Macro and Flows Update: July 2023 - e19
Summary
TLDRThe video discusses market dynamics, highlighting the significant role of structured products in driving options supply and their impact on market volatility. It emphasizes the importance of understanding macro flows and liquidity models, and how they can influence market behavior. The speaker advises being adaptive and cautious, noting that while current market conditions may be favorable, they could change rapidly. The video also touches on the potential risks and opportunities in the market, urging investors to stay vigilant and prepared for market shifts.
Takeaways
- π The B Supply has been well-maintained despite market declines, indicating a resilient market.
- π There was an expectation of increased market volatility and potential liquidations following June Opex, but this did not materialize as expected.
- π The market's reaction to the first week after June Opex led to a more constructive stance on markets, reversing previous short positions.
- π Holiday-induced buybacks and compressed market timing contributed to increased market support during the mentioned period.
- πΉ The increase in collateral due to a 6.5% market rise significantly boosts market liquidity, especially at the end and beginning of months.
- π The short interest squeeze and positioning in tech names made it an unfavorable time to short the market, leading to a constructive stance.
- πͺοΈ Market upswings and increased volatility are being observed, but without volume pinning, the sustainability of these trends is in question.
- π The macro liquidity picture is concerning, with the Fed's actions and Treasury's shortened duration issuance impacting the need to refill the TGA.
- π There's a deviation in the historically strong correlation between liquidity flows and jobs, indicating a change in market dynamics.
- π The market's upward movement and bullish sentiment indicate a potential topping process, but these signs are not fully conclusive.
- π The current market scenario is different from the 1970s due to the massive scale of options and derivatives issuance, which has a significant impact on V Supply.
Q & A
What was the state of the B Supply in June according to the video?
-The B Supply in June was very well supplied despite the market decline of around 100 points, which was not enough to cause the liquidation that was expected.
Why was there a shift to being more constructive on the markets after the first week of June?
-The shift to being more constructive on the markets was due to a combination of factors including holidays leading to significant amount of buyback and supportive flows underneath the market, as well as an increase in market liquidity due to the rise in collateral from the $40 trillion of US equities.
What does the term 'vona charm' refer to in the context of the video?
-The term 'vona charm' is not explicitly defined in the video, but it seems to refer to certain market flows or dynamics that the speakers were monitoring, likely related to end of month/beginning of month financial activities.
What is the significance of the short squeeze mentioned in the video?
-The short squeeze is significant because it indicates a high level of short interest in certain stocks, particularly tech names or high flyers. This can lead to increased buying pressure as short sellers are forced to buy back shares to cover their positions, potentially leading to a further rise in the stock prices.
What does the video suggest about market behavior around Opex?

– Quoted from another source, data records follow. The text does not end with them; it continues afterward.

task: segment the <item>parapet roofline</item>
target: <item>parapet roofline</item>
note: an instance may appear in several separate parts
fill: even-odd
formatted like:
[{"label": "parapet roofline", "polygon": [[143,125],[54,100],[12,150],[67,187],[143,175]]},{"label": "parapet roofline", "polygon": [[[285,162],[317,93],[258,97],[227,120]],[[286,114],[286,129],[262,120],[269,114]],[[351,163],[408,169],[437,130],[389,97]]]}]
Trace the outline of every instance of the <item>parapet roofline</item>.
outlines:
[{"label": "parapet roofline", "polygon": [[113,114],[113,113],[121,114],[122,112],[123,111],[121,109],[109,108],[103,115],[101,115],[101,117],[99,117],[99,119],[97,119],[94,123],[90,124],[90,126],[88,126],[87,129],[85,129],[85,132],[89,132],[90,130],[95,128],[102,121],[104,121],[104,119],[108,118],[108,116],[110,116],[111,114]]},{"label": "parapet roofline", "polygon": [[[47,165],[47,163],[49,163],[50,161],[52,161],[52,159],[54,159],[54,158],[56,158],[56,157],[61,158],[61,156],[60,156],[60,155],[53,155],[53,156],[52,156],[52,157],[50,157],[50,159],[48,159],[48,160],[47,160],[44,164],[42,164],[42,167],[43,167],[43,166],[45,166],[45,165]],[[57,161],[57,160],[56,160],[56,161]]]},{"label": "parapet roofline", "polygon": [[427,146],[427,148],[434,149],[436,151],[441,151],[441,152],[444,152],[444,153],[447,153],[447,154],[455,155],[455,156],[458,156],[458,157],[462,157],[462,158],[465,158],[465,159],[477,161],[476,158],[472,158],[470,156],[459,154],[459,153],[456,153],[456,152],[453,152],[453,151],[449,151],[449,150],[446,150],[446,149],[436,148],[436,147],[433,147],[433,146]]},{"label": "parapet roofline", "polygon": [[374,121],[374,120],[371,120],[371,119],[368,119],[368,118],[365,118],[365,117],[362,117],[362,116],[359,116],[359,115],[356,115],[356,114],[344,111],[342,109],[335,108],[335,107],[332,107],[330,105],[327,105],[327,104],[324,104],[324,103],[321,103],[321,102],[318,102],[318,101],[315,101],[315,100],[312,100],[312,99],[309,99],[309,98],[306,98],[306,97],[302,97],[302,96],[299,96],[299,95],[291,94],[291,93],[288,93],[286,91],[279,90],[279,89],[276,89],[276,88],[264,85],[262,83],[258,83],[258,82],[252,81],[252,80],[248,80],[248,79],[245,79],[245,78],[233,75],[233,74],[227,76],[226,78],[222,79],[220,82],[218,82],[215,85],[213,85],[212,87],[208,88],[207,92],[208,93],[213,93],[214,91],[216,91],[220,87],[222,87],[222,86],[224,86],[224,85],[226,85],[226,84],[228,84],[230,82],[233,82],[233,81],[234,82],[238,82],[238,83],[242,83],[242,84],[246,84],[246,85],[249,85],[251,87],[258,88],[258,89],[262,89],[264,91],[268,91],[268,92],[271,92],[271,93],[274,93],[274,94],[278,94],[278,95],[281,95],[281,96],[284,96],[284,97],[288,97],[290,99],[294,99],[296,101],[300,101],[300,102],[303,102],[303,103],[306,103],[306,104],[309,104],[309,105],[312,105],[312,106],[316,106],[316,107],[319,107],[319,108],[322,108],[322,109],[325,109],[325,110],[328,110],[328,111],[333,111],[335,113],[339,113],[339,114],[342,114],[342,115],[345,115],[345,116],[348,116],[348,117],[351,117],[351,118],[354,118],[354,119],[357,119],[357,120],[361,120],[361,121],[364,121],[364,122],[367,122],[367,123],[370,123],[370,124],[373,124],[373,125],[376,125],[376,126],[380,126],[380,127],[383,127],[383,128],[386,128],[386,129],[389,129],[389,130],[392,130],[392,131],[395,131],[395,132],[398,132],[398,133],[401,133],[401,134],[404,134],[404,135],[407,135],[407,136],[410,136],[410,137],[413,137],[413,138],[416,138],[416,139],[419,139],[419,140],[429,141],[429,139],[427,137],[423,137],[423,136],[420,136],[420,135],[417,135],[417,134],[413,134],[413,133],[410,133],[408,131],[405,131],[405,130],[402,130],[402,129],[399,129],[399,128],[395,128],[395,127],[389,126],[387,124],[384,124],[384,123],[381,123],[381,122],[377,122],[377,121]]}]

-The video suggests that there are typically strong market flows leading up to Opex, particularly in the week before and during the Monday and Wednesday of Opex. However, these flows tend to slow down after this period, shifting more towards charm flows.
What is the importance of the 20-day SMA and two standard deviation levels mentioned in the video?
-The 20-day SMA (Simple Moving Average) and its two standard deviation levels are important technical indicators used to assess market momentum and potential overbought or oversold conditions. The video suggests using these levels to consider taking positions or making adjustments in market strategy.
How does the macro liquidity picture affect the market according to the video?
-The macro liquidity picture is very important as it reflects natural flows coming in and out of the market. The video suggests that current liquidity models indicate a deviation from the strong correlation to liquidity flows that has been observed over the past seven years, which could signal a change in market dynamics.
What is the role of structured products in the current market environment?
-Structured products play a significant role in the current market environment by providing an alternative to traditional stock and bond investments. They are tied to derivatives and can offer higher yields based on underlying interest rates, leading to increased issuance and impacting market behavior, particularly in pinning the S&P 500.
What does the video suggest about the potential for a market top?
-The video suggests that there are signs of a potential market top forming, such as increased market volatility, bullish sentiment, and positioning changes. However, it also notes that these tops can be difficult to time and capture, as markets can stay irrational longer than expected.
What is the significance of the historical dispersion and correlation levels mentioned in the video?
-The historical dispersion and correlation levels are significant as they indicate a deviation from the norm. The video mentions that the correlation of underlying constituents of the S&P was at a historically low level, which is unusual and could be related to the structured products and options market dynamics.
What does the video recommend in terms of investment strategy?
-The video recommends being flexible and adaptive like water, going with the flows in constructive windows and taking appropriate positions when necessary. It also emphasizes the importance of understanding the structural realities of the market and having a multi-year outlook, despite potential short-term market squeezes.